W sieci pojawiły się pierwsze rendery zegarka Pixel Watch 4, który powinien zadebiutować pod koniec wakacji, razem ze smartfonami Pixel 10. Zegarek Google do tej pory nie zrobił wielkiej furory na rynku, ale jest szansa, że w najnowszej generacji się to zmieni. Wygląda na to, że poprawiono wiele aspektów, na które narzekali użytkownicy, w tym między innymi czas pracy oraz sposób ładowania.

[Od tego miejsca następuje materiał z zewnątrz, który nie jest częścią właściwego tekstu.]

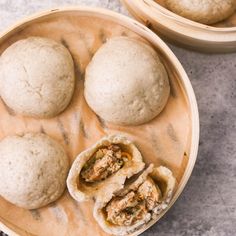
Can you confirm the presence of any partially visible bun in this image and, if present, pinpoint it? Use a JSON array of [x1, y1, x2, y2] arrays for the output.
[[165, 0, 236, 24], [0, 133, 69, 209]]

To jednak tylko teoria, bo póki co wiemy tylko jak zegarek będzie wyglądał.
Google Pixel Watch 4
Jeśli chodzi o sam design to za wiele się tutaj nie zmieni. Pixel Watch nadal zachowa okrągłą kopertę i będzie dostępny w dwóch rozmiarach. Wygląda jednak na to, że udało się jeszcze nieco zmniejszyć ramkę ekranu, co zaowocuje nieco większą przestrzenią na dane. Poza tym mamy tutaj dobrze znaną obrotową koronę, ale dodatkowo też dwa dodatkowe przyciski pod drugiej stronie, których funkcja nie jest obecnie jeszcze jasna. Wygląda też na to, że dostępna może być też szersza paleta kolorystyczna, która będzie obejmowała zarówno kopertę jak i paski. To co jednak zwraca największą uwagę to wyraźnie większa grubość. Zegarek będzie miał teraz 14,3 mm, zamiast 12,3 mm co sugeruje zastosowanie większej baterii.
Czas pracy to bardzo dyskusyjny temat w zegarkach z WearOS, bo rzadko kiedy przekracza 2 dni na jednym ładowaniu. Tak było przynajmniej w przypadku Pixel Watcha. Inni producenci jak Samsung ze swoim modelem Galaxy Watch Ultra czy OnePlus Watch 3 potrafią już osiągnąć nawet 4-5 dni pracy na jednym ładowaniu. Wygląda na to, że tym razem Google chce się zbliżyć do tych wyników za sprawą większej baterii. Nie widać natomiast większych zmian w przypadku czujników, choć spód zegarka wyraźnie różni się od modeli drugiej i trzeciej generacji. Nie mamy bowiem tutaj pinów do ładowania, więc wygląda na to, że Pixel Watch 4 może mieć jakąś formę ładowania bezprzewodowego.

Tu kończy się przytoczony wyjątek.